A la mayoría de las personas de a pie, que independientemente si son expertos o no en el tema, creen que la belleza expresada en edificios, monumentos, esculturas y demás mobiliario urbano es loable. Sin embargo, la mayoría de la producción nueva de edificios y ciudades o extensiones suburbanas nuevas se caracterizan por una espeluznante repetición de vidrio y cemento–el estilo funcionalista–que hoy se ha transmutado al minimalismo o a algo más pernicioso, el parametricismo. Estilos de arquitectura conceptualizados en algoritmos y máquinas para la sola satisfacción de sus creadores y de las compañías constructoras que cobran por el mayor rendimiento financiero al metro cuadrado. A muy pocas, y sólo a los especialistas y aficionados a estos estilos, les gustan estas arquitecturas, que son bastante contaminantes en su producción y mantenimiento, sin mencionar los efectos nocivos a la salud por la cantidad de materiales sintéticos que se han estudiado en relación con la aparición de varios cánceres y su efecto estresante al sistema nervioso central. El argumento también es ecológico y se entrecruza con varios otros temas como la justicia social, el crecimiento y despoblación urbana, la crisis inmobiliaria –notablemente en Holanda e Inglaterra–, o la competencia por el uso del suelo con la agricultura. 
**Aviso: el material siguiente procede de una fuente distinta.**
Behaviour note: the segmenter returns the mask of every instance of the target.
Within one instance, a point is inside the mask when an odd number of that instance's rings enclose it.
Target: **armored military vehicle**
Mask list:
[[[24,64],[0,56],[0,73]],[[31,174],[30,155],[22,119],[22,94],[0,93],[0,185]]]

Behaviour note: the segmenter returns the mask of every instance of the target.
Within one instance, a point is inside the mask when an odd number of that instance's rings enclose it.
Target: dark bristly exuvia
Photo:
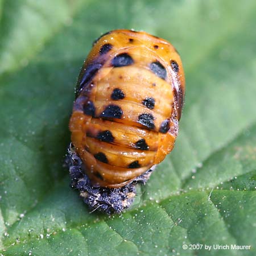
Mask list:
[[[70,144],[65,158],[69,170],[71,187],[77,189],[90,210],[97,210],[110,215],[121,213],[131,205],[136,195],[135,185],[145,184],[155,169],[153,166],[131,183],[118,188],[93,187],[84,171],[84,166]]]

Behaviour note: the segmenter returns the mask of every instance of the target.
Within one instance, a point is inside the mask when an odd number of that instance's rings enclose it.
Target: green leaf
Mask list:
[[[255,255],[255,22],[253,0],[0,1],[2,254]],[[63,163],[80,68],[120,28],[170,40],[187,91],[173,152],[108,217],[89,212]],[[251,248],[183,249],[196,244]]]

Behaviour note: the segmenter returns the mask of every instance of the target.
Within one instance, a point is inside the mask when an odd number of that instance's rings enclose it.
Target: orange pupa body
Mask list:
[[[185,79],[167,41],[118,30],[100,38],[79,75],[69,122],[93,184],[119,188],[161,162],[179,130]]]

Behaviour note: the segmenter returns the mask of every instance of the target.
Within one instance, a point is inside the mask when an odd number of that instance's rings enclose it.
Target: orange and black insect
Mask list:
[[[84,197],[90,192],[81,180],[93,189],[121,191],[164,159],[177,135],[184,92],[181,61],[167,41],[119,30],[94,43],[69,122],[69,155],[73,164],[75,155],[80,162],[75,187],[82,187]]]

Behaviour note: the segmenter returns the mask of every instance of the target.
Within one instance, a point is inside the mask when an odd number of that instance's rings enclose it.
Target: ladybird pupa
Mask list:
[[[118,30],[94,43],[77,80],[67,163],[92,209],[121,213],[172,150],[185,93],[167,41]]]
No puedo evitar preguntarme: ¿qué efecto tendría la introducción de estos temas en México? ¿Estaremos listos a invertir en modelos sanos de ciudades y pueblos, a discutir en qué consiste lo estético y presenciar sus efectos multiplicadores financieros y de salud, a desestimar a los estrellas-arquitectos y estimar a los artesanos y arquitectos de la arquitectura tradicional que aún existen en el país, que por definición usan las técnicas de construcción menos contaminantes y que son los que la gente más prefiere? A estas preguntas me someto y pronto encontraré respuestas cuando por fin regrese a comer tacos al pastor y de la comida que sí pica.